A Dynamic Phasor Framework for Analysis of Grid-Forming Converter Connected to Series-Compensated Line

TL;DR

This paper introduces a dynamic phasor framework for analyzing grid-forming converters connected to series-compensated lines, enabling better understanding of stability and control in complex power systems.

Contribution

The paper presents a novel dynamic phasor approach that captures GFC behavior under faults, allowing eigen analysis for stability and control improvements.

Findings

Series compensation can cause poorly-damped oscillations.

Voltage angle at interconnection is key in oscillation modes.

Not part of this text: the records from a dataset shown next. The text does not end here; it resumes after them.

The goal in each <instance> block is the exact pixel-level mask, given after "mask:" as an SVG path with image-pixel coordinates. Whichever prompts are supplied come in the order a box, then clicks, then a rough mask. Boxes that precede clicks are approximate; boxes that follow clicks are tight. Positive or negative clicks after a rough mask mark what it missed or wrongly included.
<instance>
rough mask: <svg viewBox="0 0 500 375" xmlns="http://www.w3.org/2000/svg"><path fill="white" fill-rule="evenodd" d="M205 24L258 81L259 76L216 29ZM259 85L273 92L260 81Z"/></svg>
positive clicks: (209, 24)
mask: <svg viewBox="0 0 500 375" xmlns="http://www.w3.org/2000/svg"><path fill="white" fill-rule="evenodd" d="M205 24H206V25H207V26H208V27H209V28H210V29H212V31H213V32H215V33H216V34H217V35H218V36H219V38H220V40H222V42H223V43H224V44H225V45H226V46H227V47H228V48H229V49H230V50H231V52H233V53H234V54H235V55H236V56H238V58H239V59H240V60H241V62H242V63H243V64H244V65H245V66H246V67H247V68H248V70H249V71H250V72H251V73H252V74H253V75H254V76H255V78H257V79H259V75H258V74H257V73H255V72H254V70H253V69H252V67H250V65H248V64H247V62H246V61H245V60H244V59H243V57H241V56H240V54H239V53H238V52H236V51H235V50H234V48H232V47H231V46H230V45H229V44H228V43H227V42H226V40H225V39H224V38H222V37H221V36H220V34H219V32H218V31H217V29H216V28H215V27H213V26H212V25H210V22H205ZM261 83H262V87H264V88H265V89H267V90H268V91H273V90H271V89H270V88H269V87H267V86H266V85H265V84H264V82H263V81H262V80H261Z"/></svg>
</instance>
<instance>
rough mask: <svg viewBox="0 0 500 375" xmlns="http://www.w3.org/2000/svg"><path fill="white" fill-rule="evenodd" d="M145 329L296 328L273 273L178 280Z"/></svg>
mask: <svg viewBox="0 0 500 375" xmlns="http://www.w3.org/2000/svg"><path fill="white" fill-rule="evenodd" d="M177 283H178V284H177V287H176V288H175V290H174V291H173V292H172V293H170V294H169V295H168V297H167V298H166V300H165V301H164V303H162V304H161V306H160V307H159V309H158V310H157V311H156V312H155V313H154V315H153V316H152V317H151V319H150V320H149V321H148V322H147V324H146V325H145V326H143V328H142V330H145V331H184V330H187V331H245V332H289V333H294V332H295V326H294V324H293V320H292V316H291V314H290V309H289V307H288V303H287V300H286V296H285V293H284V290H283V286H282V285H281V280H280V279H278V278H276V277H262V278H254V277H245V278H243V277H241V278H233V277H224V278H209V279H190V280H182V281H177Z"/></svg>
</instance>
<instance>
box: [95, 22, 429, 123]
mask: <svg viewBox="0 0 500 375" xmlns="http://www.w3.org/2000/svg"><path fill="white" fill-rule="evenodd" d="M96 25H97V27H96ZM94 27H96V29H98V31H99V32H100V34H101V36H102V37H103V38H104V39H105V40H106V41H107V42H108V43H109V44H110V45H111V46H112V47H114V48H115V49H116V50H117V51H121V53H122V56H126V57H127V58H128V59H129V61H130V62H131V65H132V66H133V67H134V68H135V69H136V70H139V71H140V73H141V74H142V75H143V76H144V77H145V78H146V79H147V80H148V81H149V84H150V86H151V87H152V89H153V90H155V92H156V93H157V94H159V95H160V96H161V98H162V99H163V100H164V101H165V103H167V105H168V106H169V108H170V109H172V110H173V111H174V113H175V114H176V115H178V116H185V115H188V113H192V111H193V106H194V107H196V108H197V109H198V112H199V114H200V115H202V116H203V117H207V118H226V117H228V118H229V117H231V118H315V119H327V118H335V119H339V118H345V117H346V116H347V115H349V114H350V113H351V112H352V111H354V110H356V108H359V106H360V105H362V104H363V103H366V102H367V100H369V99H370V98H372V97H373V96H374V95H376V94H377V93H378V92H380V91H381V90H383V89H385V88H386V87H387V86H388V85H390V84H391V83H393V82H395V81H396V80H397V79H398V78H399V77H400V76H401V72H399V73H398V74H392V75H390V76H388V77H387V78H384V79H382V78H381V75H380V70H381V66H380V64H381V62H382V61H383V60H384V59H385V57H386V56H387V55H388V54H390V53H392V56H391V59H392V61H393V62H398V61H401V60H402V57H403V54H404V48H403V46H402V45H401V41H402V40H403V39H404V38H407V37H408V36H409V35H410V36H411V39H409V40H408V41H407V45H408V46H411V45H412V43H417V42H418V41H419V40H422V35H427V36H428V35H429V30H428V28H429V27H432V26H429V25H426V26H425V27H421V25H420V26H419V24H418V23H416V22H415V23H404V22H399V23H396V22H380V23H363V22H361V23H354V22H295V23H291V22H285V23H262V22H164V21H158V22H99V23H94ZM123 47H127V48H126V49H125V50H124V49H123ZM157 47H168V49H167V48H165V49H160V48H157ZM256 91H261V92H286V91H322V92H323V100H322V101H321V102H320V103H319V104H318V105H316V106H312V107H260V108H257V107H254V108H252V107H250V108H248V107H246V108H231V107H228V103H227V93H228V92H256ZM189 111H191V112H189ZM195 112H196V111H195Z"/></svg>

Reducing the power-frequency droop improves stability.

Abstract

A dynamic phasor (DP) framework for time-domain and frequency-domain analyses of grid-forming converters (GFCs) connected to series-compensated transmission lines is proposed. The proposed framework can capture the behavior of GFCs subjected to unbalanced short circuit faults in presence of different current limiting strategies. Moreover, the linearizability and time invariance of this framework allows us to perform eigen decomposition, which is a powerful tool for root-cause analysis and control design. We show that a certain degree of series compensation may result in poorly-damped oscillations in presence of the grid-forming converter. A participation factor analysis using the DP model reveals that the point of interconnection voltage angle is dominant in this mode. Eigenvalue sensitivity analysis of controller parameters shows that reducing the power-frequency droop coefficient is most effective in stabilizing the poorly-damped mode. Detailed validation with electromagnetic transient model demonstrates the accuracy of the proposed framework.